Told from alternating points of view of Sophie and Kate, and sometimes James himself, the three young people’s lives are dissected with chapters in the past showing how each has reached this stage of their lives, with past traumas revealed.

A fascinating look at whether we really know someone.

MJ Arlidge: Love Me Not Friday, Jun 29 2018 

This Helen Grace thriller opens with a jolt, as Helen finds the body of a woman killed savagely at the side of the road. Readers are aware of the circumstances that Helen can only guess at, which adds to the tension.

Out of prison for 9 months after a wrongful conviction was finally overturned, Helen is struggling to maintain her team at Southampton Central, many of whom had turned on her, and she is finding it difficult to know whom to trust. Only Charlie Brooks has been a stalwart defender and the one person Helen can trust.

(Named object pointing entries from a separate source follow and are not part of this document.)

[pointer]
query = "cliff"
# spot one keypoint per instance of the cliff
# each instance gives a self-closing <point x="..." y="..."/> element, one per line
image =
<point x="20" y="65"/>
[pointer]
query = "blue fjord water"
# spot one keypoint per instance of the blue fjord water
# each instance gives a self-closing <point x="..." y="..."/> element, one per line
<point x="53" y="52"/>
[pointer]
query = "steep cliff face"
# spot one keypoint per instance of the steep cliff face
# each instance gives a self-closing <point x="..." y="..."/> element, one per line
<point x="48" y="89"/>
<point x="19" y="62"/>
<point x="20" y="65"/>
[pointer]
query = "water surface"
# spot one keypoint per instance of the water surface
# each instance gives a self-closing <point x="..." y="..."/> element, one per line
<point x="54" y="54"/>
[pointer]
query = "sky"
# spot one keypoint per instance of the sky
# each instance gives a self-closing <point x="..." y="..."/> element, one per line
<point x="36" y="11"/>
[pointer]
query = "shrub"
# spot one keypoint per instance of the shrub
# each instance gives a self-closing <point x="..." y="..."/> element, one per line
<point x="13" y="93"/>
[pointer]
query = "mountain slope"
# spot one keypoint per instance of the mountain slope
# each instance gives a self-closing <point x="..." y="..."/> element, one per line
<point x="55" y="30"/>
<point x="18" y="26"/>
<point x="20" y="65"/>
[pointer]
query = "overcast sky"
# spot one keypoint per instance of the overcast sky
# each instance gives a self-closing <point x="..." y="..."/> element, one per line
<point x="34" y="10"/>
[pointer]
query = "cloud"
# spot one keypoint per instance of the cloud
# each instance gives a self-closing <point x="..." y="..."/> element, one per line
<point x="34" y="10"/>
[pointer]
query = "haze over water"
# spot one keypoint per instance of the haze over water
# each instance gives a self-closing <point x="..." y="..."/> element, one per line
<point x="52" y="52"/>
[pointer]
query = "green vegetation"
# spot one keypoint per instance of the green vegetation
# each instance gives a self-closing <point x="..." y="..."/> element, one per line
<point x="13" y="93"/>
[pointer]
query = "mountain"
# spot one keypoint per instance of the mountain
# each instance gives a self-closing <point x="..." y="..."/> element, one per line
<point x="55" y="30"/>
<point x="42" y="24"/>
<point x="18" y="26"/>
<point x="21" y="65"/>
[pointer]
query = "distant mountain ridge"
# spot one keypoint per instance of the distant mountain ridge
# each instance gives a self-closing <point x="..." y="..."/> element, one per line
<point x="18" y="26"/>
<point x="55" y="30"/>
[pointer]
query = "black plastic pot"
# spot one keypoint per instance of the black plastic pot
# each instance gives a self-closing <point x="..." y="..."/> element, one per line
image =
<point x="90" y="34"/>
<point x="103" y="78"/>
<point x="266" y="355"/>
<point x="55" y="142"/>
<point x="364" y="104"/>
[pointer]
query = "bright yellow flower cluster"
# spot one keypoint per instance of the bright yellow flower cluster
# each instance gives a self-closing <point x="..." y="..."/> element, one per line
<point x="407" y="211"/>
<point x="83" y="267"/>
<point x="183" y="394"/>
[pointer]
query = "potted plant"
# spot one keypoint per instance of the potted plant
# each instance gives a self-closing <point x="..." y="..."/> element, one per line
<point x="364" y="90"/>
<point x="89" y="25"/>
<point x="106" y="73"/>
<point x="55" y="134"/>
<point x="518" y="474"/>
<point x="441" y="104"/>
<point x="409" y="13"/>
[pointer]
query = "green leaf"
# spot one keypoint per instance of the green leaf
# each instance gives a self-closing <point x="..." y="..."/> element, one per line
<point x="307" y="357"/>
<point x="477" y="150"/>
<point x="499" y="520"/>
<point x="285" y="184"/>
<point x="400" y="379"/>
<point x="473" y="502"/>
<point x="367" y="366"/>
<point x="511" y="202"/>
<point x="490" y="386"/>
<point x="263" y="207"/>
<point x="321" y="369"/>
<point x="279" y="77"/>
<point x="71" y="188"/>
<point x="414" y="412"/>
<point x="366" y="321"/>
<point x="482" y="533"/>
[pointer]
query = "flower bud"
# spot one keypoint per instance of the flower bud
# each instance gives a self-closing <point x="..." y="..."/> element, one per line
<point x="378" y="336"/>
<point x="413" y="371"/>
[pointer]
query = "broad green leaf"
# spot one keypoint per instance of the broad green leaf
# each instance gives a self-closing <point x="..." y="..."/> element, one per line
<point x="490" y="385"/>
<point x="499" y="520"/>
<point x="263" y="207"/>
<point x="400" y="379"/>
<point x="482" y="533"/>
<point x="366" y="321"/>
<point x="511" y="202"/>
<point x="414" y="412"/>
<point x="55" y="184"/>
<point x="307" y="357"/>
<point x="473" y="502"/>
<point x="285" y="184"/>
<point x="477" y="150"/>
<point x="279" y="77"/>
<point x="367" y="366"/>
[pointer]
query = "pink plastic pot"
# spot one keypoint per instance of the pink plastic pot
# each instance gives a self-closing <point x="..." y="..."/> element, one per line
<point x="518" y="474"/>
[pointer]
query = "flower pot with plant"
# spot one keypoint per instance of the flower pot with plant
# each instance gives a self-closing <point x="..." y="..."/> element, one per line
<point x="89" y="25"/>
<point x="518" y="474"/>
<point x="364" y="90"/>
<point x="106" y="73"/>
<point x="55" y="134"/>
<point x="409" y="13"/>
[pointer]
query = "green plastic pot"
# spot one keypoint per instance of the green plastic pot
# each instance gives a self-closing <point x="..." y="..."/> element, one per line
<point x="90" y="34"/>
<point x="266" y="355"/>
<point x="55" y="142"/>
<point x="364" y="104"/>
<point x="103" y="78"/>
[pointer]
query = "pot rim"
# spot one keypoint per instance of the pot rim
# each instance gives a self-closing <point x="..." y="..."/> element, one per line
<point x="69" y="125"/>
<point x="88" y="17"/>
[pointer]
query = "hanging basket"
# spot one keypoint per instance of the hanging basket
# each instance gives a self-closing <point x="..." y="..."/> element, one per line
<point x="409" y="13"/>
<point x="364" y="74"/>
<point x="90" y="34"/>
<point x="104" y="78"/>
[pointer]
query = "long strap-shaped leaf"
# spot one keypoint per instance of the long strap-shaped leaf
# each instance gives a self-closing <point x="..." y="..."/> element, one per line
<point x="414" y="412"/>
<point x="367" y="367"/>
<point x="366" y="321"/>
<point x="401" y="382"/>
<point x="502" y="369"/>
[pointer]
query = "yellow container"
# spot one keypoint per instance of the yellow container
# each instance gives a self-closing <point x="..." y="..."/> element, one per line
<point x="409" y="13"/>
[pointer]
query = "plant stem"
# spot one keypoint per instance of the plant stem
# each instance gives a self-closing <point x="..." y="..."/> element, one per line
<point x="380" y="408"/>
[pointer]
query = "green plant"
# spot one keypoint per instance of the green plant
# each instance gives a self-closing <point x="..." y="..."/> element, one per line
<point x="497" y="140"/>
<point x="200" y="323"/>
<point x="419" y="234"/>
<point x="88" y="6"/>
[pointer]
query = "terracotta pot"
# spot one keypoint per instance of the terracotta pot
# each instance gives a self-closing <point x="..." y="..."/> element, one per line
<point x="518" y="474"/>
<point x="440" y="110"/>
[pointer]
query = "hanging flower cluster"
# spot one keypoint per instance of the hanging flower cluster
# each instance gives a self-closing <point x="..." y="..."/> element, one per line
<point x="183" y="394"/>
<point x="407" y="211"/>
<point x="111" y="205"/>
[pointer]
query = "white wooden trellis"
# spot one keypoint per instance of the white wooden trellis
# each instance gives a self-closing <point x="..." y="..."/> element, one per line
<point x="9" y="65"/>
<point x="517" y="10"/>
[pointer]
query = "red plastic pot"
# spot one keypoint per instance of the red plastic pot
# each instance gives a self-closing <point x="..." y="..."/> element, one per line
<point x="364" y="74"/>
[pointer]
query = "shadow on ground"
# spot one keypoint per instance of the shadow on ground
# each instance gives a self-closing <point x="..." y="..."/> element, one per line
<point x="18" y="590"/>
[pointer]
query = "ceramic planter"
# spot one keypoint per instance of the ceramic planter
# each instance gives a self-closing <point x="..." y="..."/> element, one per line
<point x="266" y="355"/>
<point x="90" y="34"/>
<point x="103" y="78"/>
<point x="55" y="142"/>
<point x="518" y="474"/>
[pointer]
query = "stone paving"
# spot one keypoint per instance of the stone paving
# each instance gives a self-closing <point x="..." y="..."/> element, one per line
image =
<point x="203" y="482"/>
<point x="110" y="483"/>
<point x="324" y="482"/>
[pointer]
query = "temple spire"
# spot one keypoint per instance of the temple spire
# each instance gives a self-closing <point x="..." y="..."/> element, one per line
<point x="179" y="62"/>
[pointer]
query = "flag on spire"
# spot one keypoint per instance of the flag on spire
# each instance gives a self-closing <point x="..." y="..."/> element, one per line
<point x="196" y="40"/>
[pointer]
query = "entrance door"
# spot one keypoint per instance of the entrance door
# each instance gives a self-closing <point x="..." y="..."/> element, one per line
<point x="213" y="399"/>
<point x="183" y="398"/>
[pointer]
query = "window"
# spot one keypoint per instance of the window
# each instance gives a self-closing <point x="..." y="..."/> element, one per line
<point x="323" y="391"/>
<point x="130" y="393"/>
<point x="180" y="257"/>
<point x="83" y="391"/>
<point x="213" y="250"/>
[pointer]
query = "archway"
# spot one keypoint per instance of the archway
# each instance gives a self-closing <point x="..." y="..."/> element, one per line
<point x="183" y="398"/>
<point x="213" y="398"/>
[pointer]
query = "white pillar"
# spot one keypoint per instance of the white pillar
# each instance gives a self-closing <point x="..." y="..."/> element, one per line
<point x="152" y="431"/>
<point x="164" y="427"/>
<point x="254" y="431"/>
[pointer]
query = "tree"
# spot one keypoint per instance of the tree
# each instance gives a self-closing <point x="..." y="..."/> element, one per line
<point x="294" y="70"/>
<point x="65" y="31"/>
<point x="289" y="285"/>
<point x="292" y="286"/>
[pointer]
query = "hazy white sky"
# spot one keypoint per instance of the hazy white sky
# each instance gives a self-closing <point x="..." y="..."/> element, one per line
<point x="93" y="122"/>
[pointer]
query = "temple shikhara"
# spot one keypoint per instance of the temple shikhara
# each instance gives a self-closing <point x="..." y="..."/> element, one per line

But this case turns the team on its head when the killings continue and there seems to be no rhyme or reason for the chosen victims. It soon becomes apparent there are two killers, and the reasons for the young couple’s killings are dire.

The action is swift and non-stop, taking place over the course of one day, highlighted by the time as chapter headings.

Of course, arch enemy reporter Emilia Garanita is on hand to record everything. And then the impossible happens and one of Helen’s team is lost, leading Helen to question if she can continue to live herself.

A strong entry in a compelling series.

Martha Grimes: The Knowledge Wednesday, Jun 27 2018 


A friend of Auntie M’s had just seen a documentary about the arduous course London taxi drivers follows, called The Knowledge, when Martha Grimes turns up with her newest Jury that’s titled . . . The Knowledge.

Indeed, the complicated course, where London drivers must know every street, every theatre, every landmark and which roads are one-way or not, becomes of essence when a group of kids the drivers use as insiders become involved in a murder case.

Cab driver Robbie Parsons finds a man with a gun in his cab, right after that man has shot a husband and wife to death in front of the tony Artemis Club, a casino mixed with a high-end restaurant that contains an art gallery.

The chase extends to Nairobi, where the culprit is followed by one of these accomplished teens, while Superintendent Richard Jury becomes involved in the case when he recognizes the victims. There is astrophysics, specialized African art, and the possibility of smuggling jewels in the case.

Soon Melrose Plant and even Marshall Trueblood become involved. There will be an African safari for one and a stint as a croupier for another before the scheme is unwoven. And then there is the pub called the Knowledge, that’s not on any maps and no London cabbie will take anyone to…

An entertaining and wild ride in which Jury finally manages to pull one over on Melrose Plant and Vivian Rivington. Delightful ending.